I was talking to a certain person yesterday and the subject of child pornography came up — you’d be amazed what you would end up talking about, in a conversation with me — and she was shocked to find out that merely possessing and looking at it was illegal. A sin, she said, a terribly wrong thing, but a crime? Surely making it was a crime, but just looking at it?
Yes, I said, a very serious crime. You could serve decades in prison. She looked confused. “Children are sexually abused,” I explained, “little kids, for the specific purpose of making these images to sell. That’s why it’s illegal to own them.” But she kept shaking her head, uncomprehending.
The woman is an immigrant to this country, from China.
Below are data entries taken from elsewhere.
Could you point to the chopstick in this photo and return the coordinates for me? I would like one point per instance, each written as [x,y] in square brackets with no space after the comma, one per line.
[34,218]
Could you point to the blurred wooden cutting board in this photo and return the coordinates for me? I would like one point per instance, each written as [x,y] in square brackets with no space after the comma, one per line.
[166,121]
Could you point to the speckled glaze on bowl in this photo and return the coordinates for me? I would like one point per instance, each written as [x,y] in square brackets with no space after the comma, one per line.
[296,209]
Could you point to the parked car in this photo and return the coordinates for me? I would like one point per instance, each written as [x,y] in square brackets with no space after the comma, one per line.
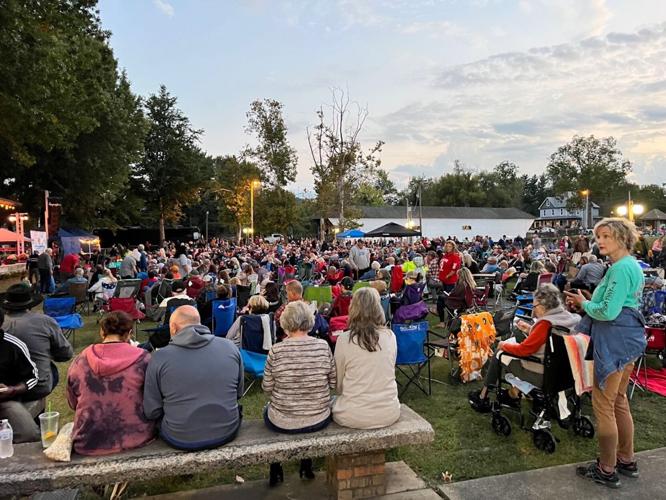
[274,238]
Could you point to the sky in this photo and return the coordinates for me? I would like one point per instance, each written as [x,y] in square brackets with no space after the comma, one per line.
[480,81]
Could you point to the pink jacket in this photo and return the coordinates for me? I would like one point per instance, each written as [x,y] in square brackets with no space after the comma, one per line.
[105,388]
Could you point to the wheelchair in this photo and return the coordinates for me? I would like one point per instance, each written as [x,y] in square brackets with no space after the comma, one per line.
[558,378]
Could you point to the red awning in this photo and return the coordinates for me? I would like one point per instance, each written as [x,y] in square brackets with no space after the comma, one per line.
[7,236]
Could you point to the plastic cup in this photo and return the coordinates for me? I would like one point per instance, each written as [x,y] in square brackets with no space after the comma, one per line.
[48,424]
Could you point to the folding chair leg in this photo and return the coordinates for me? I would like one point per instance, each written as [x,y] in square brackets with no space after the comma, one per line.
[635,381]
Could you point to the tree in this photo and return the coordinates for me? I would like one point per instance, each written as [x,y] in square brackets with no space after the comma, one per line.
[339,162]
[231,186]
[588,163]
[173,169]
[69,121]
[273,154]
[535,189]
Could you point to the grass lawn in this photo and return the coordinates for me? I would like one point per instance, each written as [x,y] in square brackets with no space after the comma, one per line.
[465,445]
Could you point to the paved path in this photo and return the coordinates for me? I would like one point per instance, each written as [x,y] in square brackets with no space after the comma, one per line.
[561,483]
[402,483]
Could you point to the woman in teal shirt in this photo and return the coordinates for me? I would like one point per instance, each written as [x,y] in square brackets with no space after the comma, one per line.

I don’t know how long she’s been here, but long enough to convert to Christianity and long enough that her English is as good as mine. You might think that perhaps that’s why she doesn’t know.
But months ago I had the same conversation with another person, a woman in her eighties who’s very intelligent, educated, and has lived in the US her whole life except when she’s gone on world travels. And she too did not know that the mere possession of child pornography was a serious crime. You can serve five to twenty years in federal prison. Per image.
I wrote about this three years ago, about how you can get more time for LOOKING at images of child molestation than you can for COMMITTING molestation. But in light of what happened yesterday I thought I’d bring it up again.
On this day in 1886, John “Big Red” Kelliher was lynched in Minnesota for his murder of a popular village marshal. There isn’t much to this entry, but it does contain a pretty good photograph.
This list is of MPs (all girls and women of course) who were wearing spaghetti-strap tops or dresses when they disappeared.
This week’s Select It Sunday case is Tonetta Yvette Carlisle, as chosen by Kat. Yet another one of those “if there had been Amber Alerts back then they might have found her quickly” cases. A witness saw her being forcibly pulled into a vehicle while she was walking home from school, and got the license plate. It was later traced to a convicted rapist who committed suicide two days after Tonetta’s disappearance.
I would say the case is still not completely hopeless, though, because the witness saw SEVERAL unidentified individuals pulling Tonetta into the car. If she’s right about that, other people were involved in the abduction and those other people might still be alive today and walking around (or in prison) with that knowledge in their heads. They might tell someone who tells someone, and so on.
Searching for any recent news, I did find this video which is an overview of the case, created after the 2013 discovery of the girls in Cleveland. I wish her mother would get some answers, even if she’s dead.
Another Executed Today entry of mine ran this day: Peter Lung, a wife-beater from early 19th-century Connecticut. He was hanged after he accidentally beat his wife to death. My entry makes the argument that he was “culpable, but not necessarily guilty as charged” and a more appropriate charge for him would have been manslaughter rather than murder.